I wake up from a dream, in which I receive a piece of paper that contains the following sentence: You are one with death. Morbid, I know. But also, beautiful. So, I go meditating on this and an image of a candle comes into my mind—and the idea that when my life blows out, maybe “I” am really the wick, joined into infinity, that sea of nothingness that is actually everything.
During J’s Spring Break, I get stuck going down a water slide. Yes, this actually happens, because, 1) I am at Disneyland with the fam, trying to be a fun person, who does not only spend my free time pondering death, and 2) I forget how this is done and make the mistake of sitting up on the water slide, causing lost momentum and requiring the most awkward slow-motion-butt-scoot ever—as water rushes past me—until I finally start sliding again. Somehow, I even end up with a gash on my spine from the event, which requires band-aids for several days.
But, walking up to the water slide, I get to hold C’s hand and see him smile and go down after him. “Is this okay for adults?” I make sure to ask the ten-year-old lifeguard at the top. She smiles and says yes. Well okay then, here goes. It is worth it, even days later, as I keep, accidentally, reopening the back wound, every morning, with my thumb nail, when I am fastening my bra. Sometimes, the ride is just that much fun.
Our one big day at Disneyland, we go on the merry-go-round (C’s favorite), the Matterhorn (J’s favorite), the Peter Pan ride (my favorite), and watch the Star Wars 3D show (D’s favorite?). We eat cotton candy and have brunch with Minnie Mouse and watch the light parade and the fireworks. I love hearing C’s thoughts after the rides: “It was fast!” “I was like woa!” “Darth Vader said stop!” and experiencing J’s excitement, his little arms hugging me fiercely after Space Mountain. I also have a moment, while in line at Pirates of the Caribbean, when I kiss D, feeling thankful to be in this life with him, his energy and solidness and partnership—the foundation of everything that is love and that is real.

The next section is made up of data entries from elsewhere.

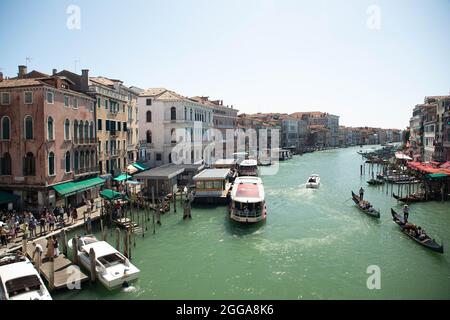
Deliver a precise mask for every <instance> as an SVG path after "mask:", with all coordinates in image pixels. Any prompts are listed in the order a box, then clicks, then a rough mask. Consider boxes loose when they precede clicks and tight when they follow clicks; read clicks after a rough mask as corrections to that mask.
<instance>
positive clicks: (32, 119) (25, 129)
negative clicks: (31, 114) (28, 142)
mask: <svg viewBox="0 0 450 320" xmlns="http://www.w3.org/2000/svg"><path fill="white" fill-rule="evenodd" d="M25 139H27V140H32V139H33V118H32V117H31V116H26V117H25Z"/></svg>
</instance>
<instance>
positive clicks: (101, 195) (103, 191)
mask: <svg viewBox="0 0 450 320" xmlns="http://www.w3.org/2000/svg"><path fill="white" fill-rule="evenodd" d="M100 196H101V197H102V198H104V199H106V200H110V201H111V200H119V199H125V200H128V198H127V197H126V196H124V195H122V194H121V193H120V192H117V191H114V190H111V189H105V190H103V191H102V192H100Z"/></svg>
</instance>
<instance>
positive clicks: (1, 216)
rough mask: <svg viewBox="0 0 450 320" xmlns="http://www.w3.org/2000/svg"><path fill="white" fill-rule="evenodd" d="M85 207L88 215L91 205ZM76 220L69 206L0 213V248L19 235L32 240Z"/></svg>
mask: <svg viewBox="0 0 450 320" xmlns="http://www.w3.org/2000/svg"><path fill="white" fill-rule="evenodd" d="M85 205H86V207H87V213H88V215H90V212H92V210H93V203H91V201H89V200H87V201H85ZM77 220H78V212H77V209H76V208H75V207H72V206H70V205H69V206H67V207H66V206H56V207H54V208H53V210H50V209H49V208H46V207H44V208H43V209H42V210H40V211H36V212H31V211H29V210H24V211H22V212H17V211H15V210H8V211H5V210H3V211H0V241H1V242H0V247H3V246H7V245H8V243H10V242H15V240H16V237H17V236H18V235H19V234H20V233H21V234H22V237H26V238H27V239H32V238H36V237H40V236H43V235H45V234H47V233H49V232H52V231H54V230H56V229H59V228H63V227H65V226H66V225H70V224H73V223H74V222H76V221H77Z"/></svg>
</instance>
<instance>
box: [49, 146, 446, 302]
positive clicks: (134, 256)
mask: <svg viewBox="0 0 450 320" xmlns="http://www.w3.org/2000/svg"><path fill="white" fill-rule="evenodd" d="M359 149H360V148H359V147H358V148H347V149H336V150H329V151H321V152H316V153H310V154H305V155H303V156H294V158H293V159H292V160H289V161H286V162H282V163H280V168H279V172H278V174H276V175H273V176H263V177H262V179H263V181H264V186H265V191H266V201H267V210H268V215H267V221H266V222H265V223H263V224H260V225H257V226H242V225H239V224H236V223H234V222H232V221H230V220H229V219H228V216H227V208H226V207H209V208H195V209H194V210H193V218H192V220H190V221H183V220H182V218H181V214H182V213H181V210H178V212H177V213H176V214H175V213H173V212H171V213H169V214H166V215H164V216H162V226H161V227H157V230H156V234H155V235H153V234H152V232H151V231H150V230H151V225H150V224H149V231H148V233H147V234H146V235H145V238H141V237H139V238H137V239H136V248H134V251H133V252H132V255H133V260H132V262H133V263H134V264H135V265H136V266H137V267H138V268H140V269H141V276H140V278H139V280H138V281H137V282H136V283H134V289H133V290H130V291H128V292H125V291H123V290H121V289H118V290H115V291H108V290H106V289H104V288H103V287H102V286H101V284H99V283H97V284H88V283H85V284H83V286H82V287H83V289H82V290H79V291H78V290H73V291H63V292H60V293H55V295H54V298H55V299H431V298H433V299H450V252H449V250H450V232H449V227H450V203H449V202H447V203H439V202H430V203H423V204H414V205H412V206H411V213H410V220H411V221H412V222H414V223H416V224H419V225H421V226H423V227H424V228H425V230H426V231H427V232H428V233H429V234H430V235H433V236H435V237H436V238H437V239H439V240H442V241H443V242H444V244H447V248H446V249H447V250H446V252H445V253H444V254H443V255H440V254H436V253H433V252H430V251H428V250H427V249H425V248H423V247H421V246H419V245H417V244H416V243H414V242H413V241H412V240H411V239H409V238H407V237H406V236H405V235H403V234H402V233H401V232H400V231H399V229H398V227H397V225H395V224H394V223H393V222H392V220H391V218H390V208H391V207H394V208H397V209H399V210H400V209H401V205H400V204H397V202H396V201H395V199H393V198H392V197H390V196H388V195H387V194H386V189H384V188H381V187H369V186H367V184H366V183H365V181H366V180H367V177H360V173H359V166H360V164H361V163H362V161H361V157H360V156H359V155H357V154H356V151H357V150H359ZM311 173H319V174H320V176H321V187H320V189H318V190H310V189H306V188H305V181H306V179H307V177H308V176H309V175H310V174H311ZM361 185H363V186H364V188H365V190H366V194H365V198H367V199H369V200H370V201H371V202H372V204H373V205H374V206H375V208H377V209H380V210H381V219H380V221H377V220H374V219H373V218H370V217H368V216H366V215H364V214H363V213H361V212H360V211H359V210H358V209H357V208H356V207H355V205H354V204H353V202H352V201H351V200H349V199H350V190H352V189H353V190H354V191H355V192H356V191H357V190H358V189H359V187H360V186H361ZM394 190H396V187H395V189H394ZM389 192H390V189H389ZM178 208H179V206H178ZM98 236H100V235H99V234H98ZM109 241H111V242H113V241H114V240H113V237H109ZM371 265H377V266H378V267H379V268H380V272H381V289H379V290H369V289H368V288H367V285H366V281H367V278H368V277H369V276H370V274H368V273H367V268H368V267H369V266H371Z"/></svg>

However, sometimes, I cannot always see this, and I make life more convoluted than it needs to be. For example, I suggested we make this trip a surprise for the kids, even though I hate surprises. Why would I do this? I think I was hoping I could be, if I pretended hard enough, someone I was not—a cartoon version of myself who LOVES surprises. But of course, this never works, and somehow, I end up mad at D about it. About a week after secretly planning, I ask him angrily, “Why can’t we just tell them?” even though, again, the whole surprise thing was my idea. And, when I embarrassingly start to cry into my morning paper about it, he looks perplexed.
Surprise or not, it is a special time. On our last night, we stay in, cozy in our hotel room, eating burgers and French fries in bed, watching cartoons. It is so ordinary and yet, illuminated—an ultraviolet light onto the invisible—flames burning, wicks connected and intertwined together, forever, with all of everything—loved, lovable, loving.
When I was little, I thought about death and the sudden thought of nothingness made me feel animal-like terror. I carried around a tiny wool pouch with Worry Dolls the size of thumbnails inside, made of wire and colorful fabrics. I kissed them and made homes for them out of old cough drop containers and tucked them into their minuscule paper beds at night. When I was old enough to go on roller-coasters, I stitched them to the insides of my pocket so they would not fall out. I believed they kept me safe, and maybe they did.
There is a reason I do not like surprises. And this makes me feel broken. And in fear of being discarded. So, I pretend a little bit. Until I can no longer, these parts ricocheting out in unstoppable ways, like sun rays through the clouds. But, when I raise my arms in surrender, D is always still there, loving me, bringing me in even closer. I let myself fall into his arms—and, suddenly, a memory flashes through my mind of him, at the beginning of us, tapping at the front door, every night, to see me, because he did not want to be away, even in sleep. I let myself believe that his love is real, not something that will ever evaporate in a single poof. And I understand that it is myself that I am most afraid of, who creates this false threat of abandonment, and I go towards this.
I integrate a mishmash of spirituality and attention and awareness and thoughtful slowing down, and this helps me to process and be curious and a little removed, in order to escape my inner prison and experience what is real. I practice letting my emotions loosen their grip—my tears fall but then pass, fear burns then fades away. I am still engaged in the world, but do not let the stories wrap themselves around me, cutting off my circulation or ability to see and hear and be. In this way, maybe I am more involved in life, touching realness, discovering deeper layers of love—looking into D’s eyes and my own and knowing they are the same—feeling and believing into those places inside that have tasted this truth and are satiated.